Caution: VARMA(p,q) specifications¶
Although the model allows estimating VARMA(p,q) specifications, these models are not identified without additional restrictions on the representation matrices, which are not built-in. For this reason, it is recommended that the user proceed with error (and indeed a warning is issued when these models are specified). Nonetheless, they may in some circumstances provide useful information.
[7]:
mod = sm.tsa.VARMAX(endog[['dln_inv', 'dln_inc']], order=(1,1))
res = mod.fit(maxiter=1000, disp=False)
print(res.summary())
/opt/hostedtoolcache/Python/3.10.12/x64/lib/python3.10/site-packages/statsmodels/tsa/statespace/varmax.py:161: EstimationWarning: Estimation of VARMA(p,q) models is not generically robust, due especially to identification issues.
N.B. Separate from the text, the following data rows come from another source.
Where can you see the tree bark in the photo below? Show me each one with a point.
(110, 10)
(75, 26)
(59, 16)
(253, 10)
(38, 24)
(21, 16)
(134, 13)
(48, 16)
warn('Estimation of VARMA(p,q) models is not generically robust,'
Statespace Model Results
==================================================================================
Dep. Variable: ['dln_inv', 'dln_inc'] No. Observations: 75
Model: VARMA(1,1) Log Likelihood 354.288
+ intercept AIC -682.575
Date: Fri, 01 Sep 2023 BIC -652.448
Time: 11:17:22 HQIC -670.546
Sample: 04-01-1960
- 10-01-1978
Covariance Type: opg
===================================================================================
Ljung-Box (L1) (Q): 0.01, 0.05 Jarque-Bera (JB): 11.01, 13.99
Prob(Q): 0.93, 0.82 Prob(JB): 0.00, 0.00
Heteroskedasticity (H): 0.43, 0.91 Skew: 0.01, -0.45
Prob(H) (two-sided): 0.04, 0.81 Kurtosis: 4.88, 4.91
Results for equation dln_inv
=================================================================================
coef std err z P>|z| [0.025 0.975]
---------------------------------------------------------------------------------
intercept 0.0106 0.066 0.160 0.873 -0.119 0.141
L1.dln_inv -0.0079 0.707 -0.011 0.991 -1.394 1.378
L1.dln_inc 0.3757 2.795 0.134 0.893 -5.102 5.853
L1.e(dln_inv) -0.2476 0.718 -0.345 0.730 -1.655 1.160
L1.e(dln_inc) 0.1249 3.043 0.041 0.967 -5.839 6.089
Results for equation dln_inc
=================================================================================
coef std err z P>|z| [0.025 0.975]
---------------------------------------------------------------------------------
intercept 0.0165 0.028 0.595 0.552 -0.038 0.071
L1.dln_inv -0.0328 0.282 -0.116 0.907 -0.586 0.521
L1.dln_inc 0.2324 1.129 0.206 0.837 -1.980 2.445
L1.e(dln_inv) 0.0885 0.289 0.306 0.759 -0.478 0.655
L1.e(dln_inc) -0.2364 1.163 -0.203 0.839 -2.516 2.043
Error covariance matrix
============================================================================================
coef std err z P>|z| [0.025 0.975]
--------------------------------------------------------------------------------------------
sqrt.var.dln_inv 0.0449 0.003 14.527 0.000 0.039 0.051
sqrt.cov.dln_inv.dln_inc 0.0017 0.003 0.651 0.515 -0.003 0.007
sqrt.var.dln_inc 0.0116 0.001 11.708 0.000 0.010 0.013
============================================================================================
Warnings:
[1] Covariance matrix calculated using the outer product of gradients (complex-step).